Architecte et scénographe de formation, c'est naturellement un sujet
qui me passionne depuis longtemps, et qui ne cesse d'impressionner mon
travail de dessinateur. Après Pierrot et son ambiance campagnarde, que
j'avais campée de façon assez sommaire; j'ai eu envie d'évoluer, par le
biais du dessin, dans des lieux plus prégnants, plus incarnés et
réalistes - des endroits avec suffisamment d'épaisseur pour, parfois,
voler la vedette au personnage principal.
On parcourt cette "idée de ville" guidé par une bicyclette. Le vélo est
un média intéressant pour appréhender l'urbain (en voyage, dessiner les
vélos en ville ou sillonner les quartiers en pédalant reste une
expérience singulière).
C'est un vélo parmi d'autres, pas question d'en faire un "super vélo",
un objet d'exception. On n'assiste pas dans ce film au destin
extraordinaire d'une machine hors du commun, mais plutôt à des tranches
de vie de personnes (pus personnes que personnages !) dont on ne saura
en définitive pas grand chose.
L'esthétique est celle de l'extrait, de l'effleurement. Jamais la
caméra ne s'attache durablement à une vie ou à un lieu, on croise des
gens un peu au hasard, parfois 10 minutes, parfois plusieurs semaines.
Comment ?
Pour commencer, dessiner des vélos en ville.
Au gré des rencontres, apprendre les formes, les détails, les bricolages...
De cette manière je collecte des mini-scènes issues d'un décor
quotidien, chacune avec son ambiance singulière... L'intégralité de ce
matériel ne pourra pas "rentrer" dans le court métrage, c'est pour cela
que cette phase me fait penser au travail d'un documentariste: D'abord
on engrange, sachant qu'on fera le tri dans un second temps.
De cette façon on autorise des éléments nouveaux et inattendus à venir
se nicher dans l'histoire: Tout au long du travail il me semble
important de laisser place à l'imprévu, à l'accident.
Parallèlement à la "glânerie", il y a l'écriture de l'histoire. Dans le
cas du Vélo d'Adèle, c'est plus un cadre qu'un fil narratif continu. Le
film est une succession de tableaux, avec un changement chaque fois que
le vélo passe en de nouvelles mains. L'histoire est donc découpée en
tranches nettes, passant sans transition d'un personnage à l'autre.
Attitudes, lieux, pratiques diffèrent à chaque tableau. Le vélo ne
change pourtant pas, les usages si. Sans véritable intrigue, le film
ressemble donc à un carnet de croquis.
Tout au long du film, les sons ambiants sont ceux d'une ville
contemporaine, avec ses bruits, ses occurrences imprévisibles...

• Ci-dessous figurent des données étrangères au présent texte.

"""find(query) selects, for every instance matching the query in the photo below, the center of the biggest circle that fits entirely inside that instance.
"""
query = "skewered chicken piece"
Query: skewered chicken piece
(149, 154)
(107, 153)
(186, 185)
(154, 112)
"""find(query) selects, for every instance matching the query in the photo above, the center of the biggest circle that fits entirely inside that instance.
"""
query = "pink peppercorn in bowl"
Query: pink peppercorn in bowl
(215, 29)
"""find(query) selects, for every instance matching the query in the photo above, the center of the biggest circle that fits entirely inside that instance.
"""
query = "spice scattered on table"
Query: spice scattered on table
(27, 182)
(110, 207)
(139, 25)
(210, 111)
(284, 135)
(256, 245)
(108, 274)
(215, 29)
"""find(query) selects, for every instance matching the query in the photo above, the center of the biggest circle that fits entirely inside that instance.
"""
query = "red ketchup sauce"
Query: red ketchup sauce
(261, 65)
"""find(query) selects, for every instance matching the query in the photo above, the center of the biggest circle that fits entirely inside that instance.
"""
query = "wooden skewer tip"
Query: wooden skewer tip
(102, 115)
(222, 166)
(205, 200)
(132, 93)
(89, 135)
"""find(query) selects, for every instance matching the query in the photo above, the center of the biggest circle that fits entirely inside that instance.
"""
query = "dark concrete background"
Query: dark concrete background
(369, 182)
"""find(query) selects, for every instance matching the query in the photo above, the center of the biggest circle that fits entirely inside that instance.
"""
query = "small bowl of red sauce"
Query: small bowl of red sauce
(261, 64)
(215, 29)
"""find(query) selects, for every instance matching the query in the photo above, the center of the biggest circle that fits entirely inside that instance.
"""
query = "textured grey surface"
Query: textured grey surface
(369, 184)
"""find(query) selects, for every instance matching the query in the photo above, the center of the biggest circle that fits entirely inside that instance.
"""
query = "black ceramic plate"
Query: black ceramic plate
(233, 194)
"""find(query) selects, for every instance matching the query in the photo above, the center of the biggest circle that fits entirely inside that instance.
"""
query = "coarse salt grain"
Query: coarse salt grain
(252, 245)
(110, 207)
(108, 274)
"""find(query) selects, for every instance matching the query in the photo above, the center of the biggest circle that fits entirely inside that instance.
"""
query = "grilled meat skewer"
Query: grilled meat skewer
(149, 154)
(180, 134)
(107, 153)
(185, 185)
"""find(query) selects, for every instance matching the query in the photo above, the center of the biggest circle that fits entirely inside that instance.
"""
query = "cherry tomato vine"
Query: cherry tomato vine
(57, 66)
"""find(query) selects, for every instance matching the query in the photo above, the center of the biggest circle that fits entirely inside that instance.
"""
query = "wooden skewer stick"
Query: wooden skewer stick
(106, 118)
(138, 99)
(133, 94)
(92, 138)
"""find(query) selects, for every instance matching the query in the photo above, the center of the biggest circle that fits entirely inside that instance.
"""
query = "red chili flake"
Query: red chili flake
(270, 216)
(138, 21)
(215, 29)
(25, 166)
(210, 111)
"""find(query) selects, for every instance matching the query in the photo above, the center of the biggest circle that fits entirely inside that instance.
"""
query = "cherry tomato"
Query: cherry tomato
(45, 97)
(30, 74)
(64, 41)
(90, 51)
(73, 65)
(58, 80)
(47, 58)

L'action est accompagnée au piano électrique (Fender Rhodes !), comme
on le faisait avec les films muets, mais de façon assez discrète, juste
pour donner davantage de d'unité aux tableaux qui se succèdent.
Deux exceptions sonores:
Dans les décors enneigés, la musique est lente, avec de larges nappes
sonores, comme des brumes qui flottent, dont les allées-venues rendent
plus étranges l'atmosphère de la ville déserte.
Pour Adèle, une musique beaucoup plus rythmée accompagne la jeune
fille, alors qu'elle traverse la ville comme une flèche. Cette musique
est jouée très forte, elle domine les autres sons comme si on
l'écoutait dans le walkman d'Adèle.
Le rythme soutenu et le volume fort sont interrompus d'un coup par la dernière chute, dont le vélo ne se relèvera pas.
Suivra la long "plan séquence" du générique de fin, pendant lequel les sons urbains alentours referont surface peu à peu.